Ma cosa racconta davvero questa vicenda? Non è solo una storia di corruzione. È il riflesso di un’Algeria che, nonostante le promesse di rinnovamento seguite alle proteste di massa dell’Hirak del 2019, rimane intrappolata in un sistema di potere opaco. Tebboune, eletto per la prima volta nel 2019 in un’elezione boicottata da molti per la sua scarsa trasparenza, si è consolidato come figura centrale, ma il suo regime non è immune alle critiche. La repressione delle opposizioni, le espulsioni di diplomatici stranieri – come nel caso della recente tensione con la Francia, culminata il 14 maggio 2025 con l’espulsione di diplomatici algerini da Parigi – e le deportazioni di massa di migranti verso il Niger (oltre 1.800 solo ad aprile 2025) dipingono un paese in cui il controllo è esercitato con pugno di ferro.
Saïda Neghza, imprenditrice di spicco, Belkacem Sahli, ex ministro, e Abdelhakim Hamadi, direttore di un laboratorio di prodotti veterinari, rappresentavano una sfida, per quanto fragile, al sistema. La loro caduta non è solo una punizione per presunte irregolarità, ma un messaggio: in Algeria, chi osa sfidare l’ordine stabilito deve essere pronto a pagarne il prezzo. E mentre il paese commemora le vittime dei massacri del 1945 a opera delle truppe francesi – un anniversario celebrato l’8 maggio 2025 con toni nazionalisti – la retorica del passato serve a mascherare le tensioni del presente.
In questo contesto, il caso dei tre candidati si inserisce in un mosaico più ampio di instabilità regionale. Proprio mentre l’Algeria condanna i suoi aspiranti presidenti, il Senegal, a migliaia di chilometri di distanza, intensifica la sua campagna anticorruzione, incriminando un quinto ex ministro. In Somalia, la fame infantile peggiora, aggravata dai tagli agli aiuti internazionali. L’Africa, ancora una volta, si trova al crocevia di crisi interne e interessi globali, con potenze straniere – dalla Cina agli Stati Uniti – che osservano attentamente, pronte a sfruttare ogni opportunità.
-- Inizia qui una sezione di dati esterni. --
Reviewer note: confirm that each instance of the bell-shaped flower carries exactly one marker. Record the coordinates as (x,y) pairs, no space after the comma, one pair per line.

Cosa riserva il futuro per l’Algeria? Il verdetto contro Neghza, Sahli e Hamadi potrebbe essere solo l’inizio di una nuova ondata di regolamenti di conti. Mentre Tebboune si prepara a governare un paese sempre più polarizzato, il ricorso dei tre condannati sarà un banco di prova per la giustizia algerina. Ma in un sistema dove i manifesti elettorali sventolano come bandiere di una vittoria annunciata, la vera domanda è: c’è spazio per un’Algeria diversa, o il potere continuerà a scrivere la sua storia con inchiostro indelebile?